BSP data shows gross inflows rose 18.2% to $1.86 billion in November, compared to $1.57 billion in the same month a year ago.
During the month, investment inflows came mainly from the United Kingdom, Singapore, the United States, Luxembourg and Norway. These economies accounted for 90% of foreign investment inflows.
The majority (71.4%) of these investments went into peso government bonds, while the remainder (28.6%) went into Philippine-listed bank securities; holding companies; property; transportation services; and food, drink and tobacco.
Meanwhile, gross hot money outflows nearly doubled to $1.76 billion in November, up from $903.1 million a year earlier.
“The US remains the main destination of outflows, receiving $914.2 million (or 51.8%) of total outward remittances,” the central bank said.
In the January to November period, BSP-recorded foreign investment generated net inflows of $2.59 billion, a reversal from the $43.66 million net outflows in the same period a year earlier.
Gross net inflows were $16.88 billion, while net outflows in the eleven-month period were $14.29 billion.
“The data improved month over month after tensions between Iran and Israel eased following Iran’s second missile attack on Israel this year on October 1, but there has been no retaliation from Israel so far,” said Michael L. Ricafort, chief economist at Rizal Commercial Banking Corp. said.
However, he noted that several political events weighed on markets during the month.
“The Trump factor continued to be the main catalyst for local and global markets in November, after Trump won the US presidential election on November 5,” Ricafort said.
“Possible higher US tariffs and trade war could slow global trade and global economic growth, similar to the first Trump administration.”
Markets have priced in the impact of Trump’s proposed policies on the Philippines, which is heavily dependent on the United States for business and economic activities.
His proposals include an increase in import tariffs on Asian economies, as well as stricter immigration measures.
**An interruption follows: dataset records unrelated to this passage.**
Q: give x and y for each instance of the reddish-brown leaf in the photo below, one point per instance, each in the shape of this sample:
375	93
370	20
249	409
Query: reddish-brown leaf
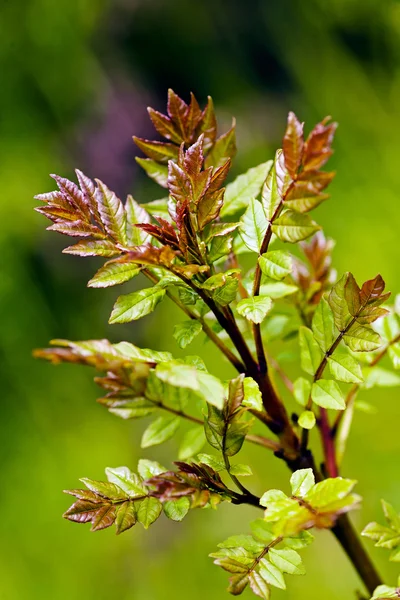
208	125
74	196
193	118
178	183
318	145
77	229
89	192
159	151
164	126
293	144
209	207
178	111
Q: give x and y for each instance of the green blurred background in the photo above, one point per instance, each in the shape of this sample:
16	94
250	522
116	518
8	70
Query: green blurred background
76	76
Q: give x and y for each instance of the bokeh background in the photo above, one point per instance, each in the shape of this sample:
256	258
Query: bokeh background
76	77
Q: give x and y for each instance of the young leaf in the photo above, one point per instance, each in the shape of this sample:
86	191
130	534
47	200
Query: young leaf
154	170
148	511
344	367
112	212
327	393
274	187
126	480
149	468
310	353
159	431
287	561
293	227
259	586
245	187
193	441
293	144
136	305
114	272
276	264
271	574
252	394
176	510
185	332
302	390
307	419
125	517
323	325
241	470
255	309
302	481
362	339
253	225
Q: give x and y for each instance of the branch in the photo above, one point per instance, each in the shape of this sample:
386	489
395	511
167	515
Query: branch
206	328
259	440
342	425
351	544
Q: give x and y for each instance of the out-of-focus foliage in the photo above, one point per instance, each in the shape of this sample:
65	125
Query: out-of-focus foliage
73	81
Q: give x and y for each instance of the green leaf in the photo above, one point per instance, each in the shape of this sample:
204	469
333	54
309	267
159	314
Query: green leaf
307	419
252	394
219	247
125	517
237	584
276	264
271	574
159	431
193	441
105	489
302	390
277	289
255	309
208	387
263	531
185	332
259	586
176	510
136	305
287	561
104	248
379	377
293	227
302	481
394	355
299	541
323	325
244	188
242	541
362	339
154	170
274	186
344	367
310	353
327	393
338	303
253	226
325	494
126	480
211	461
149	468
226	294
384	592
148	511
241	470
114	273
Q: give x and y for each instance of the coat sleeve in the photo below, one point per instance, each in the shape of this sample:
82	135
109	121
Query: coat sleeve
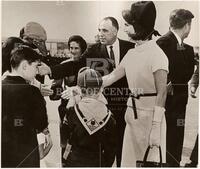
109	142
40	119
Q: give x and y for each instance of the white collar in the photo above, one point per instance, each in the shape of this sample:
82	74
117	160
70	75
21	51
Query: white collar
115	44
177	37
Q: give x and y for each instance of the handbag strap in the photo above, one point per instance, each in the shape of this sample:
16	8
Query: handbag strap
147	152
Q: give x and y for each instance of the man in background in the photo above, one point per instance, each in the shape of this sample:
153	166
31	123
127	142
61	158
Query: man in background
103	57
181	68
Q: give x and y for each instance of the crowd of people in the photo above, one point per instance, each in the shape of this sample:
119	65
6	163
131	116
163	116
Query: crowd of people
117	97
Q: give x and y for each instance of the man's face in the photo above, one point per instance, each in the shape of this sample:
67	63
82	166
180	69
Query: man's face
75	49
187	29
30	70
128	28
107	32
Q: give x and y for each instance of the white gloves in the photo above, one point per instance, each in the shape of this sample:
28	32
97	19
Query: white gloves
155	133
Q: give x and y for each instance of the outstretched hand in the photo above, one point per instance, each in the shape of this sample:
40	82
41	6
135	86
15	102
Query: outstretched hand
154	138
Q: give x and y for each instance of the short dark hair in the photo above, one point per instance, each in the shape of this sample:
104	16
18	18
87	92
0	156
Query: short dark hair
78	39
7	47
21	53
113	20
179	17
21	33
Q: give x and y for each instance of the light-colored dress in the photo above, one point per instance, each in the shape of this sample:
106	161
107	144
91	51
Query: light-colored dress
140	64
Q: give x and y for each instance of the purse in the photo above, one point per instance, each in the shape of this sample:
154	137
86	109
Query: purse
57	89
146	163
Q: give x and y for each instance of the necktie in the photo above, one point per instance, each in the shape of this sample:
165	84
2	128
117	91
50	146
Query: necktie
112	56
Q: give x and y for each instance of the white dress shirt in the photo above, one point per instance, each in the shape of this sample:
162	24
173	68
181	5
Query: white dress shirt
177	37
116	52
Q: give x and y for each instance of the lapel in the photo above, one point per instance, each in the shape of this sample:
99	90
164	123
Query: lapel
103	51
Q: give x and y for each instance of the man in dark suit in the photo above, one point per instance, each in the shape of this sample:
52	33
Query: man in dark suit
181	68
103	57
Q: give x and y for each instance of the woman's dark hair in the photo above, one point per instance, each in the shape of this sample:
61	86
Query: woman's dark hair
78	39
142	17
7	47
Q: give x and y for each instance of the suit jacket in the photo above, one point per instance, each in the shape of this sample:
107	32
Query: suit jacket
181	65
23	115
97	57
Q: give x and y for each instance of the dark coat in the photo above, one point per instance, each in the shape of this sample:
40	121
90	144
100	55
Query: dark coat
23	115
96	150
181	68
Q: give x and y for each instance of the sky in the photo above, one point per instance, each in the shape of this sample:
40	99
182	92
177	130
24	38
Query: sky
62	19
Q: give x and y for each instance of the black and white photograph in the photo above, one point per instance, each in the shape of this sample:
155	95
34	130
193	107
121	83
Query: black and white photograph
99	83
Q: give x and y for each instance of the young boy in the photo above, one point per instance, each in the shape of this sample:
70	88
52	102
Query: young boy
23	111
90	125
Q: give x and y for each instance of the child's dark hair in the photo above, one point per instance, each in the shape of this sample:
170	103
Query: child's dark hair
21	53
89	80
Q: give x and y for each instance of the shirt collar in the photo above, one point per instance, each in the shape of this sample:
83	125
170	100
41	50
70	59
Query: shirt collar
115	44
177	37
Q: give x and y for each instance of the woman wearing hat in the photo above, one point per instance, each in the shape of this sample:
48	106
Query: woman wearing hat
146	69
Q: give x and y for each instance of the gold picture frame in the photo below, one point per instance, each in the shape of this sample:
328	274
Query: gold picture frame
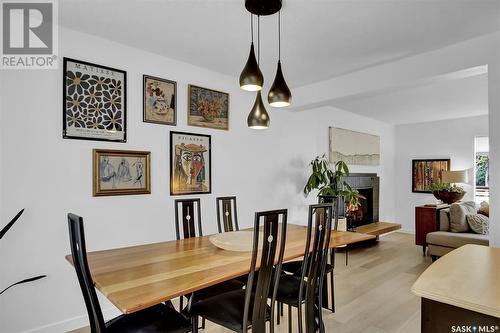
121	172
208	108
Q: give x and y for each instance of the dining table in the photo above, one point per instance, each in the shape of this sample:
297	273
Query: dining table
137	277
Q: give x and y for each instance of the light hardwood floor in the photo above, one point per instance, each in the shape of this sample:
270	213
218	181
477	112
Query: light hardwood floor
373	291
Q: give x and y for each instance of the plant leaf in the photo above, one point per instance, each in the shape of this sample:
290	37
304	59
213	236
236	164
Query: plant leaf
11	223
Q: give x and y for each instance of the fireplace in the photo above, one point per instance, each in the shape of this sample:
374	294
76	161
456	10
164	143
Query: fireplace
368	185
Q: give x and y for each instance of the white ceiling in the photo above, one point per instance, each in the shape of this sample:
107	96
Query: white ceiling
436	100
321	39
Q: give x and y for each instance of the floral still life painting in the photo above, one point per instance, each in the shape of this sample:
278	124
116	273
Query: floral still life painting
190	163
159	101
120	172
94	99
208	108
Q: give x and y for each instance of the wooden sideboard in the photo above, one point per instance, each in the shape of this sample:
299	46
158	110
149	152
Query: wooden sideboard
426	220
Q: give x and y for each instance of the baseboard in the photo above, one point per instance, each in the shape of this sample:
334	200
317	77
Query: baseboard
72	323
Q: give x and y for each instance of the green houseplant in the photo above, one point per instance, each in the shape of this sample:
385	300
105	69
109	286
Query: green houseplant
328	179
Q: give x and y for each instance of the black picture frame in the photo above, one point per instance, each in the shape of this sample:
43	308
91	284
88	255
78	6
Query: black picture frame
415	162
144	117
65	134
173	163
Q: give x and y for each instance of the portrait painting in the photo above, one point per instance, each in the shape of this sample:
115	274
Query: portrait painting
121	172
426	172
208	108
94	102
159	101
190	163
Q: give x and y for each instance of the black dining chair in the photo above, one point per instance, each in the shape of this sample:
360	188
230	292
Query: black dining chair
295	267
158	318
188	211
227	214
239	310
306	288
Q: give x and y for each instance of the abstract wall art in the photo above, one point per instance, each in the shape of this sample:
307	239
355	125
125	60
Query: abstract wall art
427	171
121	172
94	99
190	163
354	148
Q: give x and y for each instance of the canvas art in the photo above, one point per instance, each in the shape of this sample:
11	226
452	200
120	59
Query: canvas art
354	148
208	108
94	99
190	163
426	172
120	172
159	104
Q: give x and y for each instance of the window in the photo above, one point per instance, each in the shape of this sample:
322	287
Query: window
481	170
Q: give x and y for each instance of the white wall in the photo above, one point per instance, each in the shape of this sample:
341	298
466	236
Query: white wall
50	176
452	139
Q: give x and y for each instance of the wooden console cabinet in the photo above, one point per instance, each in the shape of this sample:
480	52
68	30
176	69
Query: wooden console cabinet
426	220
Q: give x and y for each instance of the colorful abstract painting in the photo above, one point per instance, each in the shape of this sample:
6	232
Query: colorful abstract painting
159	101
190	163
94	102
426	172
208	108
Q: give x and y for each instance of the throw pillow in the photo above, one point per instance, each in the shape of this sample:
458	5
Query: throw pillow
478	223
484	209
458	213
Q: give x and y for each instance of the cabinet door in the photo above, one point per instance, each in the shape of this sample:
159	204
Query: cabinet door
425	222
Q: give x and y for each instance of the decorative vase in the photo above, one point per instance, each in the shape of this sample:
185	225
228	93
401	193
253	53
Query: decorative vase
448	197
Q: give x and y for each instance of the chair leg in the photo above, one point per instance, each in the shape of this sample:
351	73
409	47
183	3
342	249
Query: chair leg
289	318
194	324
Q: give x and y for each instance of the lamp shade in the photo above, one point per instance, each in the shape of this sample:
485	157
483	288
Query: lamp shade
258	118
456	176
251	78
279	95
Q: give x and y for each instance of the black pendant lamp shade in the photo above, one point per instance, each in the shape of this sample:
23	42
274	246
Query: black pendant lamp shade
279	95
263	7
251	78
258	118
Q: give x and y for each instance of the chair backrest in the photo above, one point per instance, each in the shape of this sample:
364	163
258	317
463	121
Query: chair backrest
227	214
189	211
314	263
79	254
269	266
The new American president is about to take officeFice on January 20.
“Political noise since late October 2024 has also partly weighed on market sentiment.” Mr Ricafort added.
For the coming months, this could be offset by possible interest rate cuts by the BSP and the US Federal Reserve.
The BSP has implemented a total of 75 basis points (bps) of interest rate cuts this year, bringing the benchmark to 5.75%.
BSP Governor Eli M. Remolona Jr. announced further easing, but noted that implementing rate cuts worth 100 basis points in 2025 could be “too much.”
The central bank is likely to continue cutting rates in “baby steps” as it continues to closely monitor upside risks to inflation, the BSP chief added.
Mr Ricafort also noted the recent upgrade of the country’s credit outlook.
S&P Global Ratings published at the end of NovemberFon Tuesday affirmed the Philippines’ investment grade rating and raised its outlook from “stable” to “positive,” reflecting the economy’s strong growth potential.
The BSP expects foreign portfolio investments to generate net inflows of $4.2 billion this year.